VernacularTitle:3D打印高度可调聚醚醚酮颈椎椎间融合器的优化设计与评价
Author: Tongtong ZHANG ¹ ; Enchun DONG ¹ ; Jibao ZHENG ¹ ; Dichen LI ¹ ; Jianfeng KANG ² ; Lei SHI ³ ; Ling WANG ¹
Author Information

1. State Key Laboratory for Manufacturing System Engineering，Xi’an Jiaotong University
2. State Key Laboratory for Manufacturing System Engineering，Xi’an Jiaotong University；Jihua Laboratory
3. Department of Orthopedics， Xijing Hospital，Air Force Medical University
Publication Type:Journal Article
Keywords: cervical spine; adjustable height; fusion cage; finite element analysis; biomechanics
From: Journal of Medical Biomechanics 2021;36(2):E177-E183
CountryChina
Language:Chinese
Abstract: Objective Aiming at the clinical problem of the low matching degree with the patient’s anatomical morphology for traditional cervical fusion cage, a cervical fusion cage with the function of adjustable height and the shape matched with the vertebral body was established, and its biomechanical properties were evaluated.

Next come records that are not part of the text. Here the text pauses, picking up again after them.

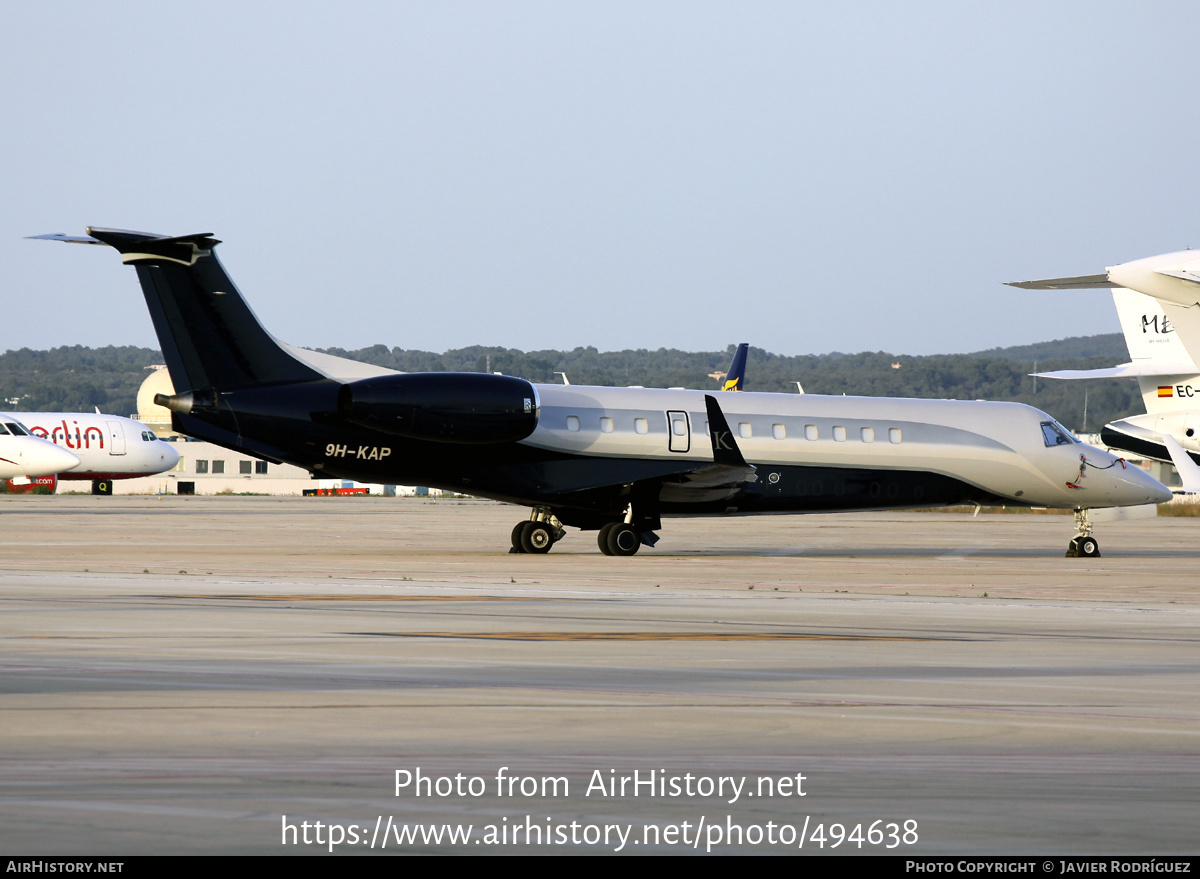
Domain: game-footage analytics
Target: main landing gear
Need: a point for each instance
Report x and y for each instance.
(538, 533)
(1083, 545)
(543, 530)
(619, 539)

Methods A cervical C4-5 segment fusion model was established according to anterior cervical discectomy and fusion (ACDF), so as to simulate different motion conditions, i.e. anterior flexion, posterior extension, left/right lateral flexion, left/right rotation, and stress of the fusion cage and vertebral endplate was calculated. After three-dimensional (3D) printing of the fusion cage, an in vitro mechanical experiment was conducted to explore safety and stability of the fusion cage. ResultsThe fusion cage could keep the range of motion (ROM) of cervical vertebrae at the fusion segment with 1°-2.8° and reduce the ROM to 40%-80% of the natural segment. In the in vitro compression test, the yield load of the fusion cage was (2 721.67±209) N, which met the maximum demand of the physiological load in service state. Conclusions The designed fusion device with adjustable height shows better biomechanical properties and can reduce the selection step in operation.